As described above, the particular method is *APPR-Approval*. But the APPR
process could also be implemented with either Score or Majority Judgment in
each round.

After thinking about this for a while, I have come to prefer *APPR-Score*
due to its combination of expressiveness and its natural summable extension
to the Automatic Primary part of the process. I think that APPR-Score is
the simplest way and most natural extension of STAR voting, without losing
too much of STAR's simplicity. Score based on total scores, instead of
averages, also satisfies Participation and Immunity from irrelevant
alternatives, in each round.

I've described the Automatic Primary for score voting in other posts, but
for clarity, I'm adding again here. Assume a ratings ballot with range 0
to 5.

- Accumulate total scores (not averaged) for each candidate, counting
blanks as zero scores.
- Round 1: Find the score winner and runner up, A and B.
- For each ballot that scores A above 0, accumulate scores of 5 minus
the ballot's A-score times the non-A score, for every other candidate on
the ballot. So, for example, if the ballot scores A at 3, and candidate X
at 4, accumulate (5-3) * 4 = 8 points for X, and similarly for all other
non-zero scored candidates on the ballot. Computationally, this preserves
exact integer arithmetic in the totals. These totals are the Round 2
scores. They can be converted into averages for reporting, if desired, by
dividing by the maximum score squared and the total number of ballots.
- C and D are determined from the Round 2 totals.

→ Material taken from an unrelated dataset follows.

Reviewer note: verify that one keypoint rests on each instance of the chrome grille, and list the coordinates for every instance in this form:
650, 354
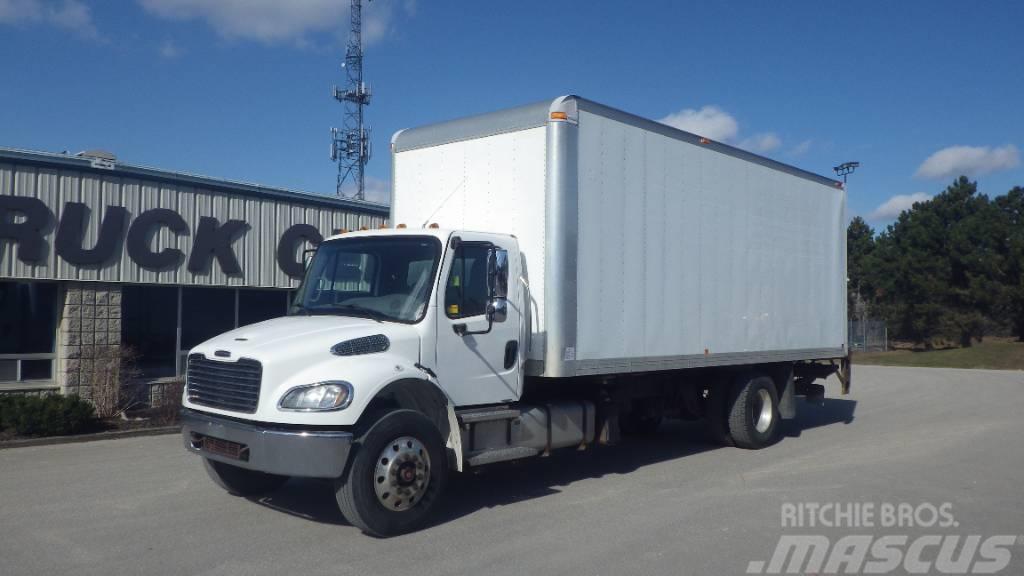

*APPR-MJ* is similar to APPR-Approval in terms of dropping A-approving
ballots to find the round 2 scores, but Majority Judgment is used in each
round. In the second round, the 50% level is determined by the number of
remaining ballots instead of the original number of ballots. There are
some attractive aspects to this method, but they come at the cost of more
complexity and unpractical summability. Nevertheless, I would happily use
this method if summabilty were not desirable.